I liked this book a lot. I might have liked it even more if my expectations going in weren’t so high.
From Goodreads.com:
Alan Bradley introduces one of the most singular and engaging heroines in recent fiction: eleven-year-old Flavia de Luce, an aspiring chemist with a passion for poison. It is the summer of 1950—and a series of inexplicable events has struck Buckshaw, the decaying English mansion that Flavia’s family calls home. A dead bird is found on the doorstep, a postage stamp bizarrely pinned to its beak. Hours later, Flavia finds a man lying in the cucumber patch and watches him as he takes his dying breath. For Flavia, who is both appalled and delighted, life begins in earnest when murder comes to Buckshaw. “I wish I could say I was afraid, but I wasn’t. Quite the contrary. This was by far the most interesting thing that had ever happened to me in my entire life.”
To Flavia the investigation is the stuff of science: full of possibilities, contradictions, and connections. Soon her father, a man raising his three daughters alone, is seized, accused of murder. And in a police cell, during a violent thunderstorm, Colonel de Luce tells his daughter an astounding story—of a schoolboy friendship turned ugly, of a priceless object that vanished in a bizarre and brazen act of thievery, of a Latin teacher who flung himself to his death from the school’s tower thirty years before. Now Flavia is armed with more than enough knowledge to tie two distant deaths together, to examine new suspects, and begin a search that will lead her all the way to the King of England himself. Of this much the girl is sure: her father is innocent of murder—but protecting her and her sisters from something even worse….
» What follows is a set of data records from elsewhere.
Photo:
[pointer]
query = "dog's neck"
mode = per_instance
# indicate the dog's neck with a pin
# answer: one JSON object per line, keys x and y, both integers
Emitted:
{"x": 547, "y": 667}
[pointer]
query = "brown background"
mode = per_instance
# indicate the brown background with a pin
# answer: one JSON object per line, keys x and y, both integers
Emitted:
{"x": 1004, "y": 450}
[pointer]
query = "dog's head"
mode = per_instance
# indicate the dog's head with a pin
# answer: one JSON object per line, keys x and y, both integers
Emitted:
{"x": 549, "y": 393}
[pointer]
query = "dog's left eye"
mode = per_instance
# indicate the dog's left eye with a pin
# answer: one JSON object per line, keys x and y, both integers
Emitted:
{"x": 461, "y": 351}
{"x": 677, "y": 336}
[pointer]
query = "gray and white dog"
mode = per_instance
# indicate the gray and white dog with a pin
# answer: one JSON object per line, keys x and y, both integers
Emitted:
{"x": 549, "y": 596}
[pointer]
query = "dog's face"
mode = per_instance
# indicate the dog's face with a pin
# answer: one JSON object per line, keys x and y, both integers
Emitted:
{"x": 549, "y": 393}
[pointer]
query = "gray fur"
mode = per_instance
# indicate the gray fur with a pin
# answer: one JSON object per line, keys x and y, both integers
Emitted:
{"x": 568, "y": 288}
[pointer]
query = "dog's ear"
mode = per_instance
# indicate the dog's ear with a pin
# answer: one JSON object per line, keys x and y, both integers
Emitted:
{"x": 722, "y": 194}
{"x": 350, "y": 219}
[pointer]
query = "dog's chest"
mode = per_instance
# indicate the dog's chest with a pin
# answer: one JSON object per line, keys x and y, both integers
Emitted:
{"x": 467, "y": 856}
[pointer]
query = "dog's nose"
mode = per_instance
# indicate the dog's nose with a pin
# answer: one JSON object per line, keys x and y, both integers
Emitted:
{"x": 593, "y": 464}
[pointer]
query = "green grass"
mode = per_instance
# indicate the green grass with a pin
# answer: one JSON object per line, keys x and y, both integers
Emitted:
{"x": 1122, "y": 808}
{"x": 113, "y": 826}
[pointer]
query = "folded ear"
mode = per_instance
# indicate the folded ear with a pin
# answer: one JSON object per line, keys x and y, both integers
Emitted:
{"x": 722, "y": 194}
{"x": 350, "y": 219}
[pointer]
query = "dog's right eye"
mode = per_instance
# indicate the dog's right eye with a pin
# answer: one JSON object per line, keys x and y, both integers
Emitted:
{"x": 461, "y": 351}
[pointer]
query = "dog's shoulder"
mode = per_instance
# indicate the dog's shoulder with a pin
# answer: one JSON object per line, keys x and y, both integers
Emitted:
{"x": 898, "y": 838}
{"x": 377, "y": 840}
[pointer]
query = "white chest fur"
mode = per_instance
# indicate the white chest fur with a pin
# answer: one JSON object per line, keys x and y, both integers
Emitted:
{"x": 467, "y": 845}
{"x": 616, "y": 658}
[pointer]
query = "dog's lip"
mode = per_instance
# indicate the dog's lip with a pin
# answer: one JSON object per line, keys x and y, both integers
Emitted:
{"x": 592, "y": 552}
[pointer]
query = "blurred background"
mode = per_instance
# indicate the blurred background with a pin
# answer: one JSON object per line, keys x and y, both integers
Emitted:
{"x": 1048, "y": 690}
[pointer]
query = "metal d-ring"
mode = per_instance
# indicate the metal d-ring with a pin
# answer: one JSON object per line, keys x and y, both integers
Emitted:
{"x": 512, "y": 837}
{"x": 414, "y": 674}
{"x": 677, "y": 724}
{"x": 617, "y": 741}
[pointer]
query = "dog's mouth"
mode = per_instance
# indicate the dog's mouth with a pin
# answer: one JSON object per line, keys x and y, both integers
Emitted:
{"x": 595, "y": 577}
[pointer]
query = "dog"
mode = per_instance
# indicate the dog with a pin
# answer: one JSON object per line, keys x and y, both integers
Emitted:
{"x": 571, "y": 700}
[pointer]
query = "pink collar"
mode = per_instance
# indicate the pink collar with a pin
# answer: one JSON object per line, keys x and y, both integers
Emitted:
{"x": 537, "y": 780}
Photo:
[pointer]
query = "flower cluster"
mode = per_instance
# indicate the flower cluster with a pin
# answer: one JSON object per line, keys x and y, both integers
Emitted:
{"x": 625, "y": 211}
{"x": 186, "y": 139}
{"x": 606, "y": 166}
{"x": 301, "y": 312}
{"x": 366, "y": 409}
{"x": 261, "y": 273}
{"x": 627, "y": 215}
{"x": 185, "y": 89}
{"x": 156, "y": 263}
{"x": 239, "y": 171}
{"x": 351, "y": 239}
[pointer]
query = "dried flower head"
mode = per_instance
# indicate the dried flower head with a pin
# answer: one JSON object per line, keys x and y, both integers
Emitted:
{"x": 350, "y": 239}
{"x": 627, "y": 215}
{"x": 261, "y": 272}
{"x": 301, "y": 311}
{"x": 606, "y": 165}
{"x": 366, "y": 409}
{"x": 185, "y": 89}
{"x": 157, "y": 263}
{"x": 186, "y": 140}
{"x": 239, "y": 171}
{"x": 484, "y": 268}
I admit, I have a weakness for precocious kids in books. Flavia certainly qualifies.
Flavia feels the distance from others that smart kids often do in books (and life). Her mother died when she was a baby. Her father is distant. Her sisters gang up on her to convince her that she was adopted and doesn’t really belong in the family (Flavia uses her chemistry skills to get revenge, perpetuating the cycle). She doesn’t seem to have many connections within the community.
Flavia digs down into her memory of her father’s lectures on stamps, and adds this to her knowledge of chemistry and anatomy, and uses these in following the twists and turns of this mystery. At first it is just a game, but it becomes more serious when her father is accused of murder (somehow the police aren’t convinced when she turns herself in), then again as she gains the attention of the culprits.
I thought that the character played more as a (still precocious) 13 year old than as an 11 year old. The narrator of the audiobook may have been part of that. Overall, she was very good, with an unusual voice that usually worked for me and occasionally annoyed me.
In spite of featuring an 11 year old, this book is not aimed at kids. There isn’t anything particularly inappropriate, but it is intended for adults. I don’t think my daughter would be interested, although I’m not sure why. I’d let her read it if she asked.
The Sweetness at the Bottom of the Pie combines an interesting protagonist with a solid mystery to make for a very good read.
I’m writing this review 3 weeks after finishing the book. This is a mistake for me, particularly with an audiobook, where I can’t just flip through to remind myself of details. I’d better get caught up on my reviews, so this doesn’t happen again!